The party is centered around pro-nuclear environmentalism and eco-sufficiency. In its campaign for the 2024 European Parliament election, the party also supported a regulation of immigration to Europe, combined with the creation of a climate refugee status. Despite some ideological similarity on environmental issues, the party claims to have no links to Jean-Marc Jancovici, although some of its candidates in the 2024 European Parliament election were members of The Shifters, the nonprofit sister association of The Shift Project, co-founded by Jancovici.

The party contested the 2022 legislative election and the 2024 European Parliament election, and has been fielding 41 candidates for the 2024 legislative election, mostly in the Île-de-France region.

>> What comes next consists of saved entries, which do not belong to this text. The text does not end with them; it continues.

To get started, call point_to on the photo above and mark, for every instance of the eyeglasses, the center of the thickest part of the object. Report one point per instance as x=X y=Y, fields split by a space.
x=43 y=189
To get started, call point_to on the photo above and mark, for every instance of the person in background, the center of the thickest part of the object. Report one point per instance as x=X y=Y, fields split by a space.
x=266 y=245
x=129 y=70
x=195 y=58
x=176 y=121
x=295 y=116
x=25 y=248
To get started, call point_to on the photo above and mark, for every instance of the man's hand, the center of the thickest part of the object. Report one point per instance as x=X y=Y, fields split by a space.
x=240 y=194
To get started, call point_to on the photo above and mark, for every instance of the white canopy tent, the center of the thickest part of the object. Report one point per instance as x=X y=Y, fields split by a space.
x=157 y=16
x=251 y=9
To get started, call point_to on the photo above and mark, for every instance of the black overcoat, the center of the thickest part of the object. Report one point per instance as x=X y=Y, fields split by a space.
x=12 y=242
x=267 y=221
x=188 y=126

On 12 January 2025, during the partial legislative in Isère (first circonscription), its candidate Gaëlle Offranc-Piret had collected 7.6% of the votes (~2225).

== 2024 European Parliament elections ==
Équinoxe's list in the 2024 European Parliament election was headed by Marine Cholley, chosen by party members in an internal election on 21 November 2023. The party scored 0.29% (73002) of votes nationwide, and did not win any seats.

Équinoxe was incorrectly announced as the winner in Clermont-Ferrand, with 19.9% of the votes. This was found to have been caused by an input error, with the party actually receiving 0.4% of votes in the city.